Missive Junior Consultant Dom Edge discusses the importance of reputation management within the increasingly frenetic online environment.
Change is one of the few constants in the world of communications. In the face of the digital revolution, ‘age of information’ and the spread of the so-called fake news agenda, the PR industry finds itself juggling a plethora of new practices to balance alongside the more traditional and must remain both adaptive and responsive.
For the most part, as the PRCA’s PR and Communications Census 2018 addresses, the industry is flourishing, now valued £13.4 billion, increasing in diversity and finding its practitioners better paid. There are certainly challenges in dire need of improvement, namely the antiquated gender pay gap, but the picture is overwhelmingly positive; PR is purposeful, valued and powering ahead in its growth despite economic uncertainty.
One takeaway that certainly resonated, however, is the increasing perceived importance of reputation management. For the first time since the conception of the PRCA’s Census, professionals have deemed this more important than search engine optimisation (SEO). But why?

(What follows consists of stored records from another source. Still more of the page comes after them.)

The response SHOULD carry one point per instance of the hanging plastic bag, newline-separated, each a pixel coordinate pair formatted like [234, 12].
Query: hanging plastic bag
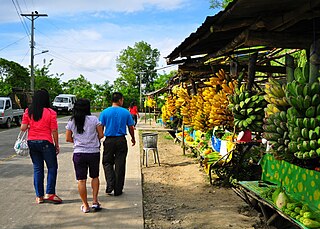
[21, 144]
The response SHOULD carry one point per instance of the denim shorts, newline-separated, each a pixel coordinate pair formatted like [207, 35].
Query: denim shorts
[84, 161]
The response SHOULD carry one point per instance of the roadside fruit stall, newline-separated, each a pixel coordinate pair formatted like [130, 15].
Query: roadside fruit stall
[244, 76]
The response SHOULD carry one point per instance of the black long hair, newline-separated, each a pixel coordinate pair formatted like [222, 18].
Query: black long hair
[80, 111]
[40, 100]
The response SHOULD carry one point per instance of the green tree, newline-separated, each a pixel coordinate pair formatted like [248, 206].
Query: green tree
[103, 95]
[43, 79]
[214, 4]
[136, 64]
[80, 87]
[13, 75]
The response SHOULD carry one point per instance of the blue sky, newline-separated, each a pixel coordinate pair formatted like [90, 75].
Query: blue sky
[85, 37]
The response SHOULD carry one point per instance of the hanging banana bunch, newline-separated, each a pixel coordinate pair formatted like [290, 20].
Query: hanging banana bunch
[275, 124]
[275, 96]
[248, 109]
[168, 109]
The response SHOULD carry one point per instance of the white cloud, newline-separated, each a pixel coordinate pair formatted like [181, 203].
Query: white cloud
[8, 10]
[91, 47]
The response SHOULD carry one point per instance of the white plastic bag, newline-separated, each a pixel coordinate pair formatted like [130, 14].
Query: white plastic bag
[21, 144]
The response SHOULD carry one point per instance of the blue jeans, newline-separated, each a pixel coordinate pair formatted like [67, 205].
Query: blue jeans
[41, 151]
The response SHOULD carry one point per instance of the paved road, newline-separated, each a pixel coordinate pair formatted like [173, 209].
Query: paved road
[18, 208]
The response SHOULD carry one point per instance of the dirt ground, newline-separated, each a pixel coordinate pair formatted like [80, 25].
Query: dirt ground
[178, 194]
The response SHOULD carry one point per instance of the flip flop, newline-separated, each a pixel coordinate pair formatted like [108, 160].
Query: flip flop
[53, 199]
[96, 206]
[83, 210]
[39, 200]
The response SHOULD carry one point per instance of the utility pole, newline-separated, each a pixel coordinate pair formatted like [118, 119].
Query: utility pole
[33, 16]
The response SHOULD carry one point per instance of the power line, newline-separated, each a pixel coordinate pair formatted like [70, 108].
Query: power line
[33, 16]
[13, 43]
[24, 57]
[21, 19]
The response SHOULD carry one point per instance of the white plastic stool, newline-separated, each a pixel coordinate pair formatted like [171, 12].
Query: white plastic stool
[150, 143]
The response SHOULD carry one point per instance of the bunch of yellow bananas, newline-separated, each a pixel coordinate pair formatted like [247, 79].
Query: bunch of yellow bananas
[275, 96]
[168, 109]
[182, 96]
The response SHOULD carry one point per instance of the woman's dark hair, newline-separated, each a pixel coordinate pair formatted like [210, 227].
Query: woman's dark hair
[80, 111]
[40, 100]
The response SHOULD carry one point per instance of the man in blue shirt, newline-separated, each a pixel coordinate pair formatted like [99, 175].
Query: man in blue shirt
[116, 119]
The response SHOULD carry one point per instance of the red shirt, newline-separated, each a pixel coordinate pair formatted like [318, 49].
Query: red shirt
[41, 129]
[133, 110]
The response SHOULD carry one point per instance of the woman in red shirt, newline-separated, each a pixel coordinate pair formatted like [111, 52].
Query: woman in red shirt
[42, 126]
[134, 112]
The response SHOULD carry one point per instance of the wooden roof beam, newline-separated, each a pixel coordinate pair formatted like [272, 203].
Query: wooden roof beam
[306, 11]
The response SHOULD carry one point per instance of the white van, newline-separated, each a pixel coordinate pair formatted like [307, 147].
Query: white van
[64, 102]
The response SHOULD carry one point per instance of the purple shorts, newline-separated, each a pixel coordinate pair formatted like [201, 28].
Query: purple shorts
[83, 161]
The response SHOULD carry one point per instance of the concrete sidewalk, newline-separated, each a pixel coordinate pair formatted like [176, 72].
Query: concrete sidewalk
[19, 210]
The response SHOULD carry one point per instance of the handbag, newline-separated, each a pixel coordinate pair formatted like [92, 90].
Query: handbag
[21, 144]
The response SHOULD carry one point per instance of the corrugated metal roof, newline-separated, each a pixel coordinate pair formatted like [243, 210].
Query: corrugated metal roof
[245, 23]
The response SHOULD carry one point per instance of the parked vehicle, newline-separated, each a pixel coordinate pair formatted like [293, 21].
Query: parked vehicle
[64, 103]
[8, 114]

Unless you’ve been living with your head under a rock recently, you may have noticed a few high-profile brands failing to maintain a good image in the face of mounting public pressure. Facebook has been humiliated by Congress following the Cambridge Analytica scandal; TSB lost consumer trust as a result of poor communication during a technology failure; and finally, the CEO of Sainsbury’s was caught on camera singing an untimely tune during a merger.
The criticism pointed at these brands has been coming from multiple directions and channels, with social media bringing brand access to whole new levels. Bad publicity spreads quicker than ever before; companies often find a barrage of accusations coming instantly after a story breaks, as opposed to waiting for the next day’s headlines. In addition to this increased visibility, industries are more tightly regulated and may end up sleepwalking into fines and penalties, something that’s likely to become even more prevalent come the introduction of GDPR in May. In summary, companies are beginning to lose control of the agenda, and find themselves increasingly with their backs to the wall.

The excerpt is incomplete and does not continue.